14      Conformément à l’article 149 de son règlement de procédure, applicable à la procédure de pourvoi en vertu de l’article 190, paragraphe 1, de ce règlement, si la Cour constate que le recours est devenu sans objet et qu’il n’y a plus lieu de statuer, elle peut, à tout moment, d’office, sur proposition du juge rapporteur, les parties et l’avocat général entendus, décider de statuer par voie d’ordonnance motivée.

15      Il y a lieu de faire application de cette disposition dans le cadre du présent pourvoi dès lors que, ainsi qu’il a été confirmé par la Hongrie par lettre du 18 août 2017, le 16 mai 2017, à savoir après l’introduction du présent pourvoi, le Parlement hongrois a adopté la proposition de loi unique consolidée T/14684, portant modification de la a reklámadóról szóló 2014. évi XXII. Törvény (loi n°XXII de 2014 relative à la taxe sur la publicité). L’amendement adopté a été promulgué le 25 mai 2017 et était applicable dès le lendemain de sa promulgation, tandis que les autres dispositions législatives sont entrées en vigueur le 1er juillet 2017. Cet amendement prévoit expressément des dispositions d’exécution de la décision litigieuse par lesquelles la taxe sur la publicité acquittée précédemment en vertu de la loi n° XXII de 2014 a été supprimée au 1er juillet 2017 avec effet rétroactif.

16      Or, dans la même lettre, la Hongrie a relevé que, même s’il y a lieu d’admettre que la demande de mesures provisoires est devenue sans objet, en vertu de l’entrée en vigueur desdites dispositions visant à exécuter la décision litigieuse, et que les raisons justifiant d’ordonner de telles mesures faisaient défaut, la Cour devrait néanmoins statuer sur le présent pourvoi en ce qu’il soulève des questions de principe qui vont au-delà du cas d’espèce.

17      En particulier, selon le gouvernement hongrois, la réponse que la Cour pourrait être amenée à donner dans la présente affaire pourrait servir à l’ensemble des États membres afin qu’ils apprécient au mieux si, dans des situations analogues à celle de l’espèce, ils doivent non seulement introduire une demande de mesures provisoires, mais également entreprendre des démarches pour mettre en œuvre les obligations qui pèsent sur eux en vertu d’une décision de la Commission déclarant une aide d’État incompatible et ordonnant la récupération de celle-ci.

18      En l’occurrence, il suffit en premier lieu de constater que la Hongrie reconnaît elle-même que, par l’adoption et l’entrée en vigueur desdites dispositions nationales, la décision litigieuse a été exécutée. De ce fait, la demande de cet État membre visant à obtenir le sursis à l’exécution de cette décision est devenue sans objet.

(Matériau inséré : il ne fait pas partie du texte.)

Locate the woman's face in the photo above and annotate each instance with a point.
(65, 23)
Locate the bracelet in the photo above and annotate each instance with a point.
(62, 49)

19      S’agissant, en second lieu, de la réponse à la question de principe posée par le présent pourvoi, à laquelle la Cour devrait, selon la Hongrie, apporter une réponse, il convient, en tout état de cause, de constater qu’elle n’est plus susceptible de procurer un bénéfice à la requérante et ne serait susceptible que de se poser à l’avenir, dans des cas de figure analogues à celui ayant donné lieu au présent pourvoi. Or, cela ne saurait suffire pour justifier qu’il soit statué sur celui-ci [ordonnance du vice-président de la Cour du 17 mars 2016, EMA/Pari Pharma, C‑550/15 P(R), non publiée, EU:C:2016:196, point 45 et jurisprudence citée].

20      Dans ces conditions, il y a lieu de considérer que le présent pourvoi est devenu sans objet et que, partant, il n’y a pas lieu de statuer sur celui-ci.

 Sur les dépens

21      Aux termes de l’article 149 du règlement de procédure, applicable à la procédure de pourvoi en vertu de l’article 190 de ce règlement, en cas de non-lieu à statuer, la Cour statue sur les dépens.

22      Conformément à l’article 142 dudit règlement, rendu applicable à la procédure de pourvoi en vertu de l’article 184 de celui-ci, les dépens sont, dans ce cas, réglés librement par la Cour.

23      Le non-lieu à statuer étant en l’occurrence imputable à la Hongrie, il y a lieu de condamner celle-ci à supporter, outre ses propres dépens, ceux exposés par la Commission dans la présente procédure de pourvoi.

Par ces motifs, le vice-président de la Cour ordonne :

1)      Il n’y a pas lieu de statuer sur le pourvoi.

2)      La Hongrie est condamnée à supporter, outre ses propres dépens, ceux exposés par la Commission européenne dans la présente procédure de pourvoi.

Signatures


*      Langue de procédure : le hongrois.